A microwave antenna is a physical transmission device used to send and receive microwaves between two or more locations. In addition to broadcasting, antennas are also used in radar, radio astronomy and electronic warfare.

== Microwave frequency bands ==

Radio bands where microwave antennas are commonly deployed in 2016 FCC
| C band | 4 to 8 GHz | 3.75 cm to 7.5 cm | 4 GHz, 6 GHz |
| X band | 8 to 12 GHz | 25 mm to 37.5 mm | 10 GHz, 11 GHz |
| K_{u} band | 12 to 18 GHz | 16.7 mm to 25 mm | 12 GHz, 18 GHz |
| K band | 18 to 26.5 GHz | 11.3 mm to 16.7 mm | 18 GHz |
| K_{a} band | 26.5 to 40 GHz | 5.0 mm to 11.3 mm | 23 GHz, 31 GHz |
| Q band | 33 to 50 GHz | 6.0 mm to 9.0 mm | 38 GHz |
| W band | 75 to 110 GHz | 2.7 mm to 4.0 mm | 70 GHz, 80 GHz, 90 GHz |

==Uses==

- One-way (e.g. television broadcasting) and two-way telecommunication using communications satellites
- Terrestrial microwave relay links in telecommunications networks including backbone or backhaul carriers in cellular networks linking BTS-BSC and BSC-MSC.
- Radar
- Radio astronomy
- Communications intelligence
- Electronic warfare

==Antenna types==

===Reflector antennas===

A parabolic antenna is an antenna that uses a parabolic reflector, a curved surface with the cross-sectional shape of a parabola, to direct the radio waves. These devices range anywhere from 6" to more than 12' diameter depending on application and use.

===Horn antennas===
A horn antenna or microwave horn is an antenna that consists of a flaring metal waveguide shaped like a horn to direct radio waves in a beam.
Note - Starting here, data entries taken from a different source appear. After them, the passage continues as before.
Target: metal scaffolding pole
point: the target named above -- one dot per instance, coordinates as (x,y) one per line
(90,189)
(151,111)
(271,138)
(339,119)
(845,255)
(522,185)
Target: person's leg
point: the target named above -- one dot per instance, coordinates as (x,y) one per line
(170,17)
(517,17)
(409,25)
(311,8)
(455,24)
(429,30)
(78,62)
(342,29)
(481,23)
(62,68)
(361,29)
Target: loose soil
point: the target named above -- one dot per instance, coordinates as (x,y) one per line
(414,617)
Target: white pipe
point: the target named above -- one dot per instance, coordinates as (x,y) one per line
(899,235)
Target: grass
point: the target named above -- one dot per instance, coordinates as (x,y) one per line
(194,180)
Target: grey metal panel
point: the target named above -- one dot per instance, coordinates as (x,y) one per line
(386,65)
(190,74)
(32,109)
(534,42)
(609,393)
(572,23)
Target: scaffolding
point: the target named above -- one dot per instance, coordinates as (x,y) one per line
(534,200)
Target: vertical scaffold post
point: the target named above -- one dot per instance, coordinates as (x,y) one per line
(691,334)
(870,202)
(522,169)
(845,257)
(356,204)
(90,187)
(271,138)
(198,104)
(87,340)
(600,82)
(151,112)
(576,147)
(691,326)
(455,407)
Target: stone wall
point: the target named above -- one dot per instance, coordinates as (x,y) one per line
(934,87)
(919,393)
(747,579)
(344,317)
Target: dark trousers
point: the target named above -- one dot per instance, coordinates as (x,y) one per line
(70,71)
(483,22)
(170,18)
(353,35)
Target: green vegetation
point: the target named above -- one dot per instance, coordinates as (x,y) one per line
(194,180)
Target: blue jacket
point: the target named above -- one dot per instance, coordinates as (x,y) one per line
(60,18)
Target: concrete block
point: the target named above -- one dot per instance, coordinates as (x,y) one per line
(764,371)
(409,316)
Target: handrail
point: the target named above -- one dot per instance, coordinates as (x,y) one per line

Horns are widely used as antennas at UHF and microwave frequencies, above 300 MHz.

===Lens antennas===
A lens antenna uses a lens to direct or collect microwave radiation.

===Array antennas===
An array antenna is a high gain antenna consisting of an array of smaller antenna elements.

===Leaky wave antenna===
A leaky wave antenna uses a leaking transmission line to obtain radiation.

=== Spiral antenna ===
A spiral antenna, configured in the shape of a spiral, serves as a radio frequency antenna. It can function independently or as a feeder for satellite communication reflector antennas. It ensures excellent impedance matching and radiation pattern performance across the entire operating frequency band.